Bekijk de herfsttaferelen in onze tuin door hier te klikken


Wil je meer weten over herfstkleuren? Lees dan mijn eerdere blog hierover door hier te klikken


vrijdag 15 oktober 2021

Helmgras beschermt ons land

Vandaag het laatste Texelfilmpje van onze vakantie in augustus. Als je naar de mensen op het strand kijkt, kon het net zo goed recent gemaakt zijn, want die avond was het fris en winderig en mensen gingen goed ingepakt het strand op. Op één badgast na die zich in de golven waagde maar daar blijkbaar iets angstaanjagends zag waardoor hij pijlsnel het water weer verliet. Op de duinenrij wuifde het helmgras onder indrukwekkende wolkenluchten. Tijd om dat plantje eens in het zonnetje te zetten want helm is een belangrijke bondgenoot in onze strijd tegen het water. 
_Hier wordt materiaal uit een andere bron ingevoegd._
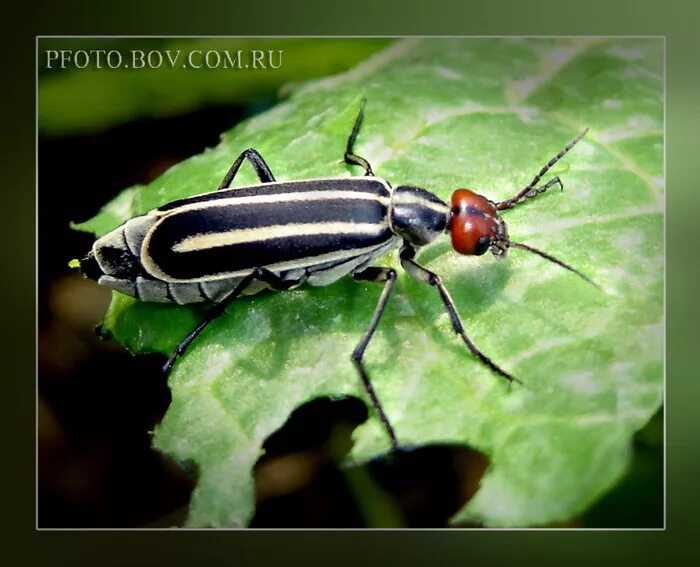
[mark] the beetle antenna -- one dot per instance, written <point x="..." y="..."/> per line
<point x="531" y="190"/>
<point x="551" y="258"/>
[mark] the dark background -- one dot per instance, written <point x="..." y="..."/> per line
<point x="676" y="20"/>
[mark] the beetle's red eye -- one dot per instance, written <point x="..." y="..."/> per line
<point x="474" y="225"/>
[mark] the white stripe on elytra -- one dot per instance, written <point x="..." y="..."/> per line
<point x="276" y="198"/>
<point x="308" y="261"/>
<point x="263" y="234"/>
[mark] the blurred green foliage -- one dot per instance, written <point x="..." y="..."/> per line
<point x="74" y="101"/>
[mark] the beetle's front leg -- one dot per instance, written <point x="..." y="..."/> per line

Het grijsgroene gras groeit in pollen op jonge duinen. De lange wortelstokken van de plant dringen diep in de bodem door en houden zo het zand vast. Per jaar kan helmgras een meter stuifzand aan: het groeit razendsnel mee en blijft er boven uit steken. Met die vorming van duinen helpt helm om het zeewater uit ons land te houden. Helm kan zoute wind en zand goed verdragen. Het stuivende zand helpt de plant tegen insecten die het op helmsprieten voorzien hebben. Als een duin eenmaal 'vastligt' door de vele begroeiing vreten insecten de helmplanten aan en wordt de plant minder sterk. Andere planten grijpen dan meer en meer hun kans om te groeien en de helm te verdringen. Je zou denken dat helmgras door zijn groeiplaats zout water kan verdragen. Dat is echter niet zo. Er moet een bel zoet water in het opkomende duintje zitten om helm te laten groeien. De plant beschermt zich tegen zout water door een symbiotische relatie met een speciale schimmel op zijn wortels, die de water- en zouttoevoer naar de plant regelt. De bladeren kunnen wel tegen zout water; als een pol bij overstroming losraakt kan hij op een andere plek weer wortel schieten als hij aanspoelt, mits daar wel zoet water in de grond zit. Om te gedijen in de harde weercondities van felle zon en droogte op het strand hebben de bladeren nog een slimme voorziening: ze zijn in de lengte gegroefd en rollen zich bij droogte op om minder water te verdampen. De beharing helpt om verdamping verder te bemoeilijken. Bij vochtig weer strekken de bladeren zich dan opnieuw in de breedte uit. 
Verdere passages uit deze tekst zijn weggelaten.